Autre grand chantier, l'engraissement. Le modèle est en train de changer, les structures vont évoluer tout en restant dans une dimension qui corresponde aux attentes sociétales, mais les éleveurs devront se regrouper et se structurer pour répondre à la demande. Sinon la filière n'aura pas d'autre choix que l'intégration. Reste aussi à faire entrer la volatilité dans la définition du prix en intégrant les indicateurs des coûts de production. Nos efforts doivent porter également sur la qualité du produit. Deux paramètres sont à travailler en priorité : la méthode de préservation et la maturation.
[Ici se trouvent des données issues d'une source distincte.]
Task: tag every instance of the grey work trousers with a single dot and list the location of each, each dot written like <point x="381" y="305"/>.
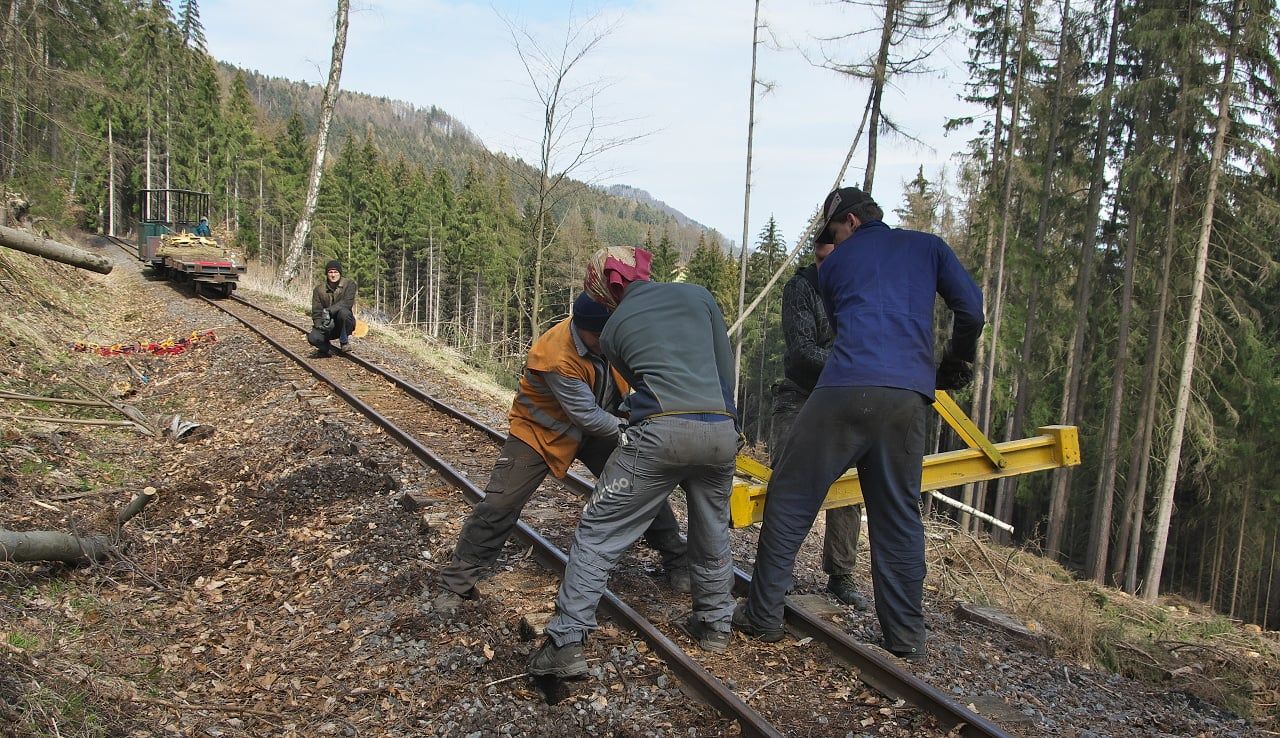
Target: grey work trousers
<point x="844" y="525"/>
<point x="516" y="476"/>
<point x="881" y="432"/>
<point x="661" y="453"/>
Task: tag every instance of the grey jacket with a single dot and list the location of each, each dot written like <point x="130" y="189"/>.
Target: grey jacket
<point x="671" y="344"/>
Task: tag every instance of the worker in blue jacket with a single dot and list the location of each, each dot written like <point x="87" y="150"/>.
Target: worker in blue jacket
<point x="868" y="411"/>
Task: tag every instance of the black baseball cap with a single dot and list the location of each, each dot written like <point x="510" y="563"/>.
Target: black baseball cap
<point x="839" y="202"/>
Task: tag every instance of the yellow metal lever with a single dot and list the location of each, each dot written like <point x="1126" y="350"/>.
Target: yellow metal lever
<point x="1055" y="447"/>
<point x="965" y="427"/>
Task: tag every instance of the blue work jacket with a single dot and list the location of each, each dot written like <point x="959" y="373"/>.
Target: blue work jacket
<point x="878" y="287"/>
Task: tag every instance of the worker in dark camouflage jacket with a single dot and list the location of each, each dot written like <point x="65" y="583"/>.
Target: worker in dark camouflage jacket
<point x="808" y="334"/>
<point x="333" y="303"/>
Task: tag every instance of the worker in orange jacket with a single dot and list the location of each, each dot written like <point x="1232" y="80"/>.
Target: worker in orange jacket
<point x="563" y="411"/>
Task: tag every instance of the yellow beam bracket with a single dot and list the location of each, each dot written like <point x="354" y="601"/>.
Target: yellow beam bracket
<point x="1055" y="447"/>
<point x="967" y="429"/>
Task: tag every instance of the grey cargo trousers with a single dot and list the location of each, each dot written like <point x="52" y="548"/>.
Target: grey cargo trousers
<point x="661" y="453"/>
<point x="844" y="525"/>
<point x="516" y="476"/>
<point x="881" y="431"/>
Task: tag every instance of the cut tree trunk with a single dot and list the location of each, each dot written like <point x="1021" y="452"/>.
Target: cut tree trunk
<point x="1061" y="486"/>
<point x="53" y="250"/>
<point x="1165" y="510"/>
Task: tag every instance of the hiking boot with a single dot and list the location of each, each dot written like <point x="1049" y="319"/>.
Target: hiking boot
<point x="708" y="638"/>
<point x="844" y="588"/>
<point x="744" y="624"/>
<point x="910" y="655"/>
<point x="679" y="581"/>
<point x="563" y="661"/>
<point x="448" y="601"/>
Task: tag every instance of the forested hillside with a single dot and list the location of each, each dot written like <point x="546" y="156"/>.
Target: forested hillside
<point x="1118" y="204"/>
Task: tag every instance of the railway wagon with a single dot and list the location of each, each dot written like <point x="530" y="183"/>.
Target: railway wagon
<point x="167" y="219"/>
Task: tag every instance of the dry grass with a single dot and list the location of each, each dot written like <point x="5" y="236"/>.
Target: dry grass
<point x="1173" y="642"/>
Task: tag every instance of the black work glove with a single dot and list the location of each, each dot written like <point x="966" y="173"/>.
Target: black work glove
<point x="954" y="374"/>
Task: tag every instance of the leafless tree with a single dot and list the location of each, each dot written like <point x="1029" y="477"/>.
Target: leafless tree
<point x="327" y="105"/>
<point x="572" y="133"/>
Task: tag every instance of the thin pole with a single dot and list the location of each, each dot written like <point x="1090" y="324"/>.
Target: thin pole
<point x="746" y="205"/>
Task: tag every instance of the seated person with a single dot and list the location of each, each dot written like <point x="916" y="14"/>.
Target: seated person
<point x="332" y="310"/>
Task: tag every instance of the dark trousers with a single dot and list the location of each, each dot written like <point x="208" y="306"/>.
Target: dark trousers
<point x="516" y="476"/>
<point x="844" y="525"/>
<point x="343" y="322"/>
<point x="881" y="432"/>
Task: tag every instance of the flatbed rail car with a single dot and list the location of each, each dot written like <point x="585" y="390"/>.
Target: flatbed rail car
<point x="165" y="242"/>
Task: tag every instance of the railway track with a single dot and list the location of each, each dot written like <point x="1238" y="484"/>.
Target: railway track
<point x="394" y="404"/>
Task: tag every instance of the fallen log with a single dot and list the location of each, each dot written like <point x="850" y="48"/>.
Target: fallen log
<point x="51" y="546"/>
<point x="55" y="546"/>
<point x="53" y="250"/>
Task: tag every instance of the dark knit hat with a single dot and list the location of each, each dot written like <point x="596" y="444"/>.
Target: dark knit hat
<point x="839" y="202"/>
<point x="589" y="315"/>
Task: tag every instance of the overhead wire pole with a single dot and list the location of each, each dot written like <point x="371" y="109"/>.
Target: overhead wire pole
<point x="746" y="205"/>
<point x="805" y="235"/>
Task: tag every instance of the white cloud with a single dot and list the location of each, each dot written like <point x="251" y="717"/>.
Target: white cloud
<point x="679" y="70"/>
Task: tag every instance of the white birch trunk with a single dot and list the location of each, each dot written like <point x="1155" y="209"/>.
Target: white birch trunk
<point x="330" y="97"/>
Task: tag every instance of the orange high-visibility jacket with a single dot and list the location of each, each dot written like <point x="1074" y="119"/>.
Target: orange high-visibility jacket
<point x="535" y="416"/>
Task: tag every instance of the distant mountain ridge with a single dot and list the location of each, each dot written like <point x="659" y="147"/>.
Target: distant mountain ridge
<point x="644" y="197"/>
<point x="430" y="137"/>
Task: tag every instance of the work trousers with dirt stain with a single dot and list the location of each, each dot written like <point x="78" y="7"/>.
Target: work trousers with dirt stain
<point x="661" y="452"/>
<point x="516" y="476"/>
<point x="844" y="525"/>
<point x="881" y="432"/>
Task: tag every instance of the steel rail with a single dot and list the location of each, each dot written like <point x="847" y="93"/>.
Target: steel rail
<point x="707" y="686"/>
<point x="877" y="670"/>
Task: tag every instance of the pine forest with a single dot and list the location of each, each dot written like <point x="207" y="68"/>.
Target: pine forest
<point x="1118" y="202"/>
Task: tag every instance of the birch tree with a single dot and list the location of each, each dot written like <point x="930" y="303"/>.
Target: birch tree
<point x="572" y="136"/>
<point x="327" y="104"/>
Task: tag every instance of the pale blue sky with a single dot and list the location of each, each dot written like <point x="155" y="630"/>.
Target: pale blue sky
<point x="679" y="70"/>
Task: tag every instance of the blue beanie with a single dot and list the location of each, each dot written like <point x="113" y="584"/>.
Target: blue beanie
<point x="589" y="315"/>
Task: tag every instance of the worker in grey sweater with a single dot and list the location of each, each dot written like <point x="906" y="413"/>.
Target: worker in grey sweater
<point x="670" y="343"/>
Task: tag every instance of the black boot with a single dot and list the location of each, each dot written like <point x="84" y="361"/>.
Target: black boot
<point x="565" y="661"/>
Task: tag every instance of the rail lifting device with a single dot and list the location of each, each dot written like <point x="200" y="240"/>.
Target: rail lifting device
<point x="1052" y="448"/>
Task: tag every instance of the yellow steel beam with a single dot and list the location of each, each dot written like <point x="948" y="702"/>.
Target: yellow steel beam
<point x="965" y="427"/>
<point x="1055" y="447"/>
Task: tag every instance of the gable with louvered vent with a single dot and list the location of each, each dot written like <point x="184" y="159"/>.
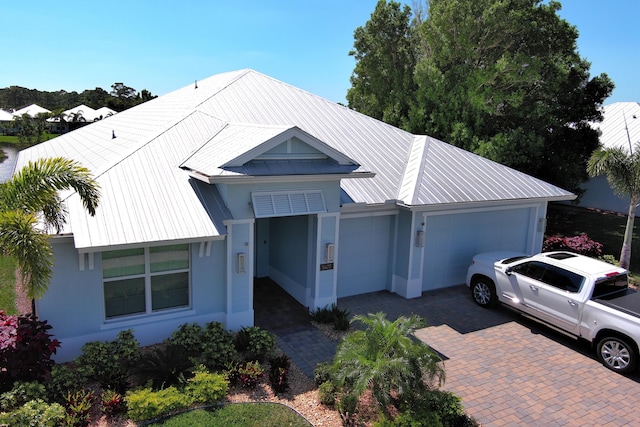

Les données du problème sont connues, mais les solutions ne sont pas simples à mettre en oeuvre. La FNB a ouvert le dossier sur le plan interprofessionnel avec les outils d'abattage et les GMS qui participent aux échanges.
Enfin, la modernisation et la compétitivité des exploitations. Il nous faut conserver une politique de bâtiment ambitieuse et explorer les pistes du photovoltaïque et de la méthanisation.

Quels défis vous semblent les plus importants à relever et quelle feuille de route vous êtes-vous donnée ?
J. P. Fleury :
Sans conteste celui du renouvellement des générations. C'est un dossier sur lequel je m'investis personnellement. Le problème du financement du capital doit être mené à son terme et il faut accélérer le mouvement. La Bourgogne est plutôt en avance sur ce sujet du fait du dimensionnement des exploitations. Pour le reste, le travail de la FNB c'est d'abord l'ambition d'une équipe qui s'enrichit des compétences d'Emmanuel Bernard et de nos collègues de Saône-et-Loire. Nous serons très présents à Bruxelles mais j'entends aussi être très présent dans les régions, à l'écoute du terrain. Un terrain qui doit être conscient que les curseurs ont bougé, la décentralisation est actée et nous glissons vers un système à l'allemande, avec une montée en puissance des régions. D'où l'importance de ne pas se tromper dans l'utilisation des fonds européens qui sont désormais des aides au développement, à l'initiative et à l'innovation.